The object of the study is the processes of formation, transmission and processing of service and useful traffic in cyber-physical systems of Smart Manufacturing Ecosystem multi-level architecture type, vulnerable to cyberattacks aimed at compromising control data, authentication and coordination. In modern computer networks, service traffic determines the stability and security of the infrastructure, since any distortion or interception of service traffic can lead to disruption of the system as a whole. In smart systems, industrial Internet of Things and critical infrastructure, the volume of service messages reaches significant scales, because it is they that support the synchronism of thousands of systems in real time. The paper investigates the problem of protecting service traffic in Smart Manufacturing Ecosystem cyber-physical systems.
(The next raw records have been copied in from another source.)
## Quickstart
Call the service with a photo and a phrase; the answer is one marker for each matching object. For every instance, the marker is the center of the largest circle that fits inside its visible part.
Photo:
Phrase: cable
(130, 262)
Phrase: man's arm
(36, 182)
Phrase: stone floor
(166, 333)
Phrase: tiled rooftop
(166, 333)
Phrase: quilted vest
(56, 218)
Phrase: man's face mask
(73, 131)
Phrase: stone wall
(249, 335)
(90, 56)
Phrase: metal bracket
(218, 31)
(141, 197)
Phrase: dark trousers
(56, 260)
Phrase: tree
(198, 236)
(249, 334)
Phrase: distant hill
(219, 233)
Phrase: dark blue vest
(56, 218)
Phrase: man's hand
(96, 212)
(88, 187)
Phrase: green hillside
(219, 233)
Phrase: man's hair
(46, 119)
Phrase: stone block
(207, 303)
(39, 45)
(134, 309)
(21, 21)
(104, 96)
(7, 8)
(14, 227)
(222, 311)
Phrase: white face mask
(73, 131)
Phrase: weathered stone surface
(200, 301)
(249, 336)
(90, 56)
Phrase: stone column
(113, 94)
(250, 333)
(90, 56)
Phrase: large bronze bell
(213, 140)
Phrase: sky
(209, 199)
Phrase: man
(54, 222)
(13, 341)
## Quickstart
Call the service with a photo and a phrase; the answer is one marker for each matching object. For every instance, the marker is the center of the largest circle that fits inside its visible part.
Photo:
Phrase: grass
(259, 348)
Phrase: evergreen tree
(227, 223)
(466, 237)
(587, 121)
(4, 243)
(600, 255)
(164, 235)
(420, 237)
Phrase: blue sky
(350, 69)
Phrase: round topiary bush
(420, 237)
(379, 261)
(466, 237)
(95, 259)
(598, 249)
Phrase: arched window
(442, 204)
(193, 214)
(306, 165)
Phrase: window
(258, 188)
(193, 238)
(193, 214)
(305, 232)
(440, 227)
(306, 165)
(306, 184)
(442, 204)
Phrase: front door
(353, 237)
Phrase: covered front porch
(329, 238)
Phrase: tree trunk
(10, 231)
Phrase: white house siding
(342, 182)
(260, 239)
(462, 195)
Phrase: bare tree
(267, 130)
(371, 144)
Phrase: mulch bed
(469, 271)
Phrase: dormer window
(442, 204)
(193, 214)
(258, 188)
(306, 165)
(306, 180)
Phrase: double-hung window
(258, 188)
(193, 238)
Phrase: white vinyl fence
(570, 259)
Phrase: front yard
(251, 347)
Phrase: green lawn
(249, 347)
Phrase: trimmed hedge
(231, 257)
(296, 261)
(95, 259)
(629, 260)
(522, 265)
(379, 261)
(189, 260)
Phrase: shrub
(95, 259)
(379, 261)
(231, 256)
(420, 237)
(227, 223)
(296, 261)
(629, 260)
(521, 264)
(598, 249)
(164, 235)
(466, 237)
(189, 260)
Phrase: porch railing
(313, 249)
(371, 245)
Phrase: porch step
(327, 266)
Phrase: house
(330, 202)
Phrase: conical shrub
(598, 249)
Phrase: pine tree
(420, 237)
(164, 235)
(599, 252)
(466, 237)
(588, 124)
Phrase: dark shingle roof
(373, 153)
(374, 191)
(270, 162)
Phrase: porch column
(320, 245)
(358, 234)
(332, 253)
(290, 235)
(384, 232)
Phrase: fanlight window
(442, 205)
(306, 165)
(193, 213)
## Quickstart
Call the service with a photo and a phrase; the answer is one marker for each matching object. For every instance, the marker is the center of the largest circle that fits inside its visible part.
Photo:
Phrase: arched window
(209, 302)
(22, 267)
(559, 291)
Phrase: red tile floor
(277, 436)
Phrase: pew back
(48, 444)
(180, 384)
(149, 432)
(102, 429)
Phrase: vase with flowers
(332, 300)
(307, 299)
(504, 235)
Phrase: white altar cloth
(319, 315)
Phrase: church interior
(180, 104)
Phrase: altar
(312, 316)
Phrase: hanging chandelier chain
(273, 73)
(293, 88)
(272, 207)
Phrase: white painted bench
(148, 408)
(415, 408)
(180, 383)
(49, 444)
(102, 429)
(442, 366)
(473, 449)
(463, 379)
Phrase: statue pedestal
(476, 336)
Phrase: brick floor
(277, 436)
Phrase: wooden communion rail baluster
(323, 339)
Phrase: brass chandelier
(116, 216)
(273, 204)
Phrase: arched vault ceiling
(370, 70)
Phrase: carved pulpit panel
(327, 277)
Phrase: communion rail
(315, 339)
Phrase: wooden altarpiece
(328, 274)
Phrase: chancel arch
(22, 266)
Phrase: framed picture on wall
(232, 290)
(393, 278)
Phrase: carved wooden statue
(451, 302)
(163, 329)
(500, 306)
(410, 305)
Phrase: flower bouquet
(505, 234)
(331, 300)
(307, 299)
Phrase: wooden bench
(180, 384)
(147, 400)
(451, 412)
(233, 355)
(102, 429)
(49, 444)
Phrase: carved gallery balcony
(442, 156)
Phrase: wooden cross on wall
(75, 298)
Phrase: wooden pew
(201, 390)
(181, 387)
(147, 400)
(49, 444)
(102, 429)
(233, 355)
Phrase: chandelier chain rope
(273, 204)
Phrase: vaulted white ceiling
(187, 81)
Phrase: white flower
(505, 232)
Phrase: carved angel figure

A mathematical model of service and useful traffic segmentation is proposed, which takes into account the criteria of stability (access segmentation, integrity and authenticity control) and security (probability of compromise, channel criticality, level of trust in the transmission medium). To construct an integral risk indicator, the convolution method is used, which allows combining different types of parameters and determining the feasibility of dividing traffic for target analysis. The study was conducted using industrial protocols Modbus, DNP3, OPC UA, MQTT and HTTP, which are widely used in production networks. It was shown that the use of the model allows reducing the integral risk of attacks on service traffic by an average of 15–20% compared to approaches without segmentation. The developed model forms a scientific basis for creating methods and practical cyber protection solutions that ensure increased resilience of the Smart Manufacturing infrastructure and are able to withstand current and future challenges in the field of cybersecurity.